1. Los primeros socios del Opus Dei

Extraído del libro "Apuntes" sobre San Josemaría Escrivá de Balaguer, escrito por Salvador Bernal y editado por Rialp

La historia de los comienzos del Opus Dei puede compendiar­se como historia de los amigos de su Fundador. Después del 2 de octubre de 1928, don Josemaría siguió con una nueva luz haciendo su vida normal. Esa luz sobrenatural nueva, que iluminaba su sacerdocio, le empujaba a buscar personas dispues­tas a sumarse a la locura que Dios le pedía.

Cuando llegó a Madrid, en 1927, la mayor parte de sus amigos quedaba en Aragón y en la Rioja. Algunas familias, conocidas de la suya, estaban en Madrid. Después del 2 de octubre de 1928 esas relaciones de amistad ‑junto a las que surgían con ocasión de su propio trabajo sacerdotal, de sus tareas de enseñanza en la Academia Cicuéndez y de las clases particula­res que se veía obligado a dar‑ serían el campo en que fructificaría la semilla de la vocación al Opus Dei.

Así sucedió, por ejemplo, con Luis Gordon, uno de los primeros socios del Opus Dei. Luis era pariente de la Marquesa de Onteiro, madre de doña Luz Rodríguez‑ Casanova, Fundadora de las Damas Apostólicas, en cuyo Patronato de Enfermos don Josemaría era Capellán desde 1927. A través de esta familia lo conoció, y en 1931 Luis Gordon era una de las personas en las que el Fundador del Opus Dei podía confiar especialmente, por ser un hombre maduro.

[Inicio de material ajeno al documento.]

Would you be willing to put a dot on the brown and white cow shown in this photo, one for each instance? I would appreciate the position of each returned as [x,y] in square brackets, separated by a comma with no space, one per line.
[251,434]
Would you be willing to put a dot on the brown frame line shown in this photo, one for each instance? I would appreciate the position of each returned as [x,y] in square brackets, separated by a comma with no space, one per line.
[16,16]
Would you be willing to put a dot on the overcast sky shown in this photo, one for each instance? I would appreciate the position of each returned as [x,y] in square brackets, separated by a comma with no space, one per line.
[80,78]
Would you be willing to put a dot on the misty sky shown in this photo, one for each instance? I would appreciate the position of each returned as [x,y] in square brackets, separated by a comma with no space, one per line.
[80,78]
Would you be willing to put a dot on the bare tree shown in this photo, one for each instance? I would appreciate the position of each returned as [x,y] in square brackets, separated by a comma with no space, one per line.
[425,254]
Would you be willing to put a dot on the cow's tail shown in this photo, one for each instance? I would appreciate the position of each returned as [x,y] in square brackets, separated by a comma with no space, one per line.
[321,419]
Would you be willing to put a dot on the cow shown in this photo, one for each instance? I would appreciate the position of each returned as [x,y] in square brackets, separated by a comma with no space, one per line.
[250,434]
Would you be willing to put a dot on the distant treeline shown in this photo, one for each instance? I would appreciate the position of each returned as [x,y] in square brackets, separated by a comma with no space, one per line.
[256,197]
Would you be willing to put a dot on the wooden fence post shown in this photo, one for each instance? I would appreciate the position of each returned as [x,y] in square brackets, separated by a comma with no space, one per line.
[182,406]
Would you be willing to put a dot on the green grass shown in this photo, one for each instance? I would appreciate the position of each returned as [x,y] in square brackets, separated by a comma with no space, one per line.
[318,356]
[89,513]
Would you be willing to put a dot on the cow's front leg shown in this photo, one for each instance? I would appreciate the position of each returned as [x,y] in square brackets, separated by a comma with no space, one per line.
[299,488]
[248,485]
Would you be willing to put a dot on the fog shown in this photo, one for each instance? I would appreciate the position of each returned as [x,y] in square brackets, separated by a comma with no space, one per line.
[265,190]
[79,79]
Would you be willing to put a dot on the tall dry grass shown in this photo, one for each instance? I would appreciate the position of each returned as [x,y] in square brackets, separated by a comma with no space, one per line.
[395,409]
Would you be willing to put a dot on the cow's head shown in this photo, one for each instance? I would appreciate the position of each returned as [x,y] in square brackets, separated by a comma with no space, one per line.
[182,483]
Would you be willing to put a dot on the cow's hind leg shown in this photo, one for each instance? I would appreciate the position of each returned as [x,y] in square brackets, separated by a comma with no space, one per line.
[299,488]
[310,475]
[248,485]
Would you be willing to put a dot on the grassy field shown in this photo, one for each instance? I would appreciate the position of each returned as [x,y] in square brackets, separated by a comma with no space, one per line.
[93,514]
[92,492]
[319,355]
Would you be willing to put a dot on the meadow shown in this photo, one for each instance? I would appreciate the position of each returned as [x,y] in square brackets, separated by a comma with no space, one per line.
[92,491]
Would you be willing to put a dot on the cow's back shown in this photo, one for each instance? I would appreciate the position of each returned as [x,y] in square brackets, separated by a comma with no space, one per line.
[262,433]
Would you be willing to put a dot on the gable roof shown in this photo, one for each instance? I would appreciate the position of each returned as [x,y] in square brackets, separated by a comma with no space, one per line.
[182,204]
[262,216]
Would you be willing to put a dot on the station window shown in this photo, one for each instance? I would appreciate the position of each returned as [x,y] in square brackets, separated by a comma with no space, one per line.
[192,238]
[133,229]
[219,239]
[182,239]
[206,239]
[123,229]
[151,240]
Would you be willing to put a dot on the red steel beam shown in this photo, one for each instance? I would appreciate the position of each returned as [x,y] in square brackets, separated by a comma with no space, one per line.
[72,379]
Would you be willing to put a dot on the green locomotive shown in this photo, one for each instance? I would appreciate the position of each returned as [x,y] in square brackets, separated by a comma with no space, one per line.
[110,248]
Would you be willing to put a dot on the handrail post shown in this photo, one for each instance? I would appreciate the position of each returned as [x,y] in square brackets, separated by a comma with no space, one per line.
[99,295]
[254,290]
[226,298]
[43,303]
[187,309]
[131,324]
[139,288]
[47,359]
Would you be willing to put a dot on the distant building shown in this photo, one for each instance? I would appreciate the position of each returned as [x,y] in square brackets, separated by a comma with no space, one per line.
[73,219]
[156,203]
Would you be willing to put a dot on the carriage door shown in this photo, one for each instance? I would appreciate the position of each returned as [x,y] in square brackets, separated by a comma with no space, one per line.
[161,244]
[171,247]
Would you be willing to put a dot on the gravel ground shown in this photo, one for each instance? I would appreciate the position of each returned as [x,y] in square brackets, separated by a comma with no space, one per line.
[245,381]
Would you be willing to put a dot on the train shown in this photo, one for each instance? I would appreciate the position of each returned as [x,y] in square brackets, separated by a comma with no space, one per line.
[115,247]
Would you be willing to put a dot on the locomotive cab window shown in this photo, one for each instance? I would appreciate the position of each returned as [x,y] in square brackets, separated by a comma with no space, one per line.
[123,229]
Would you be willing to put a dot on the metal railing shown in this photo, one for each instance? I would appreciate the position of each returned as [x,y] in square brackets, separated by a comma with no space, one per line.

Luis Gordon ‑ingeniero industrial, promotor de una maltería en Ciempozuelos‑ aparece con los Romeo, y con otros amigos, en el grupo que, a partir de 1931, acude todos los domingos por la tarde al Hospital General de Madrid, para atender a los enfermos. Es el protagonista del punto n.° 626 de Camino:

¿Verdad, Señor, que te daba consuelo grande aquella "sutile­za" del hombrón‑niño que, al sentir el desconcierto que produce obedecer en cosa molesta y de suyo repugnante, te decía bajito: Jesús, que haga buena cara!?

La anécdota sucedió en aquel hospital de la calle de Santa Isabel, donde iban a prestar servicios diversos a los enfermos: cortarles las uñas, peinarles, decirles palabras de cariño. A Luis Gordon y a esta misma anécdota, se refería Mons. Escrivá de Balaguer un día de 1972, en España:

Recuerdo ‑de éste puedo hablar, porque ya está en el Cielo hace muchos años‑ que una persona de una familia conocida, uno de los primeros de aquella época, de los primerísimos años del Opus Dei, pues cogió un vaso de noche ‑era de un tuberculoso y ¡estaba...!‑. Le dije: ;hala, a limpiarlo! Y después me dio un poco de pena, por aquella cara de asco que había hecho. Fui detrás de él y había en el mismo piso ‑era en un hospital general‑ un cuartito donde se limpiaban esas cosas, y le vi con una cara maravillosa de cielo, limpiando con toda la mano.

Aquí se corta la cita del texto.